Volviendo al punto: el placer de la escritura vino a mí desde los seis años, podría bajar uno tal vez sin errar. Siempre destaqué en esa área, como en las calificaciones escolares en general. Con quince comencé mi primera novela, la cual dejé hacia la mitad ¡con unas casi 400 páginas! No la volví a leer aunque la conservo con un grato afecto. A los 18 escribí la mitad de otra, más breve. Durante la adolescencia contacté con otras formas de expresión artística como el dibujo y el ballet. Por años me vi apabullada con tantas aficiones que no supe qué rumbo profesional adoptar. Lo atrasé un periodo debido a problemas de salud e inestabilidad emocional. Finalmente escogí algo práctico y que podría gustarme, en lo que trabajo actualmente, aunque lejos de mi verdadera pasión, que se marchitó.

Dormida la creación se quedó hasta 2018, momento en que atravesé por enésima vez problemas personales y tuve que dejar el trabajo. Como si de la nada hubiera emergido, las hadas que se hicieron mis amigas aquel verano de 2012, tocaron mi inspiración. Agarré del polvo aquella novela y en menos de dos meses la acabé (extensión de unas 290 páginas). Quise llevar mi sueño al máximo y me embarqué en la locura de una publicación (lo que contaré en otra entrada). En pocos meses la tuve entre mis manos, pero, la mariposa de las letras volvió a morir hasta otoño del año pasado. 
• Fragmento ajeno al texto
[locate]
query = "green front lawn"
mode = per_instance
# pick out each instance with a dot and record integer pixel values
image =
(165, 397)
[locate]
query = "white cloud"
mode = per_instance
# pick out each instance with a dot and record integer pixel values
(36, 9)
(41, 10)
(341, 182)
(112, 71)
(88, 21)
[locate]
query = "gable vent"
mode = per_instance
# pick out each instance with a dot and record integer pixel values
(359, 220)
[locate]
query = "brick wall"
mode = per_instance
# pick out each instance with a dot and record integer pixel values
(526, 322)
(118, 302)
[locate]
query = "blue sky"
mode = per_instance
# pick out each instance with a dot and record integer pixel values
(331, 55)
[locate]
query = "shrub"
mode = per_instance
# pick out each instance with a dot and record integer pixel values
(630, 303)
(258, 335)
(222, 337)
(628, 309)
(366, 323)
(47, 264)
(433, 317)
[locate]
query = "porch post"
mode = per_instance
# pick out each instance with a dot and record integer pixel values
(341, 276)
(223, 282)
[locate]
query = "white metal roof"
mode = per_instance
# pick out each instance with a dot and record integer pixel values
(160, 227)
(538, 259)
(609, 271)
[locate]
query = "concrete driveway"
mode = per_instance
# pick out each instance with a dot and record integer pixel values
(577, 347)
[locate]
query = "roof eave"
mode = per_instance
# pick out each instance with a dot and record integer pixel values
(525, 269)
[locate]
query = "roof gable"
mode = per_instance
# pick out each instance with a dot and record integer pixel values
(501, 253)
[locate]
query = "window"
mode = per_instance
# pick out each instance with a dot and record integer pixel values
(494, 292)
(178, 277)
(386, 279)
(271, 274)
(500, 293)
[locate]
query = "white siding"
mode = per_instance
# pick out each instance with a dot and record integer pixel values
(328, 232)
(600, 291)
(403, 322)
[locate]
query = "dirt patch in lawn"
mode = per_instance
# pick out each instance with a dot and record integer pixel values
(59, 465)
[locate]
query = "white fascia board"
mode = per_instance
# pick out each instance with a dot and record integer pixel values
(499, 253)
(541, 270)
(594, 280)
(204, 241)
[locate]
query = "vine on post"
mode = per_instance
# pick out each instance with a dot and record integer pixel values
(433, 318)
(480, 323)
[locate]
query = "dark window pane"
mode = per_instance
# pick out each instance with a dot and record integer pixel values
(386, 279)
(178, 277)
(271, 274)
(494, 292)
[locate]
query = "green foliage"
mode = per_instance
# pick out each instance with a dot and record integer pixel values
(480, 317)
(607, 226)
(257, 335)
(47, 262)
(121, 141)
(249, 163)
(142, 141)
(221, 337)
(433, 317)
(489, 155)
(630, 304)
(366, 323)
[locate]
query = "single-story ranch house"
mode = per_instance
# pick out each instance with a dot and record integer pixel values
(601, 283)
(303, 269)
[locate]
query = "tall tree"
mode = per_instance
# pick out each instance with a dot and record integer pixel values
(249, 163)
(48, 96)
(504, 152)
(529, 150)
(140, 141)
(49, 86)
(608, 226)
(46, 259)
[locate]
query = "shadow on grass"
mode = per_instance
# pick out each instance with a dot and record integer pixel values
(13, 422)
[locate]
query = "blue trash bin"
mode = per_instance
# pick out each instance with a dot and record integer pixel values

Un mes antes de casarme, en las nuevas tierras que habitaba, decidí luchar una vez más por lo que creo "mi verdadero don". Leí acerca de los certámenes literarios y en pocos meses me presenté a varios con relatos breves. Mi impulsividad es más fuerte que mi raciocinio, y mi memoria más semejante a un invertebrado. ¡Había olvidado gran parte de las normas ortográficas, estilísticas y de puntuación! (Cabe decir que probablemente exagero, sin embargo, podía ahogarme perfectamente entre mis propias líneas y consultar el diccionario más que el móvil). Así que las desilusiones no tardaron en llegar, pero mi determinación era mayor y volví a repasar arduamente mis textos, estudiando y corrigiendo para volver a enviarlos ya pulidos a otros concursos.

Y con el esfuerzo llega la recompensa, pero eso es otra historia ☺.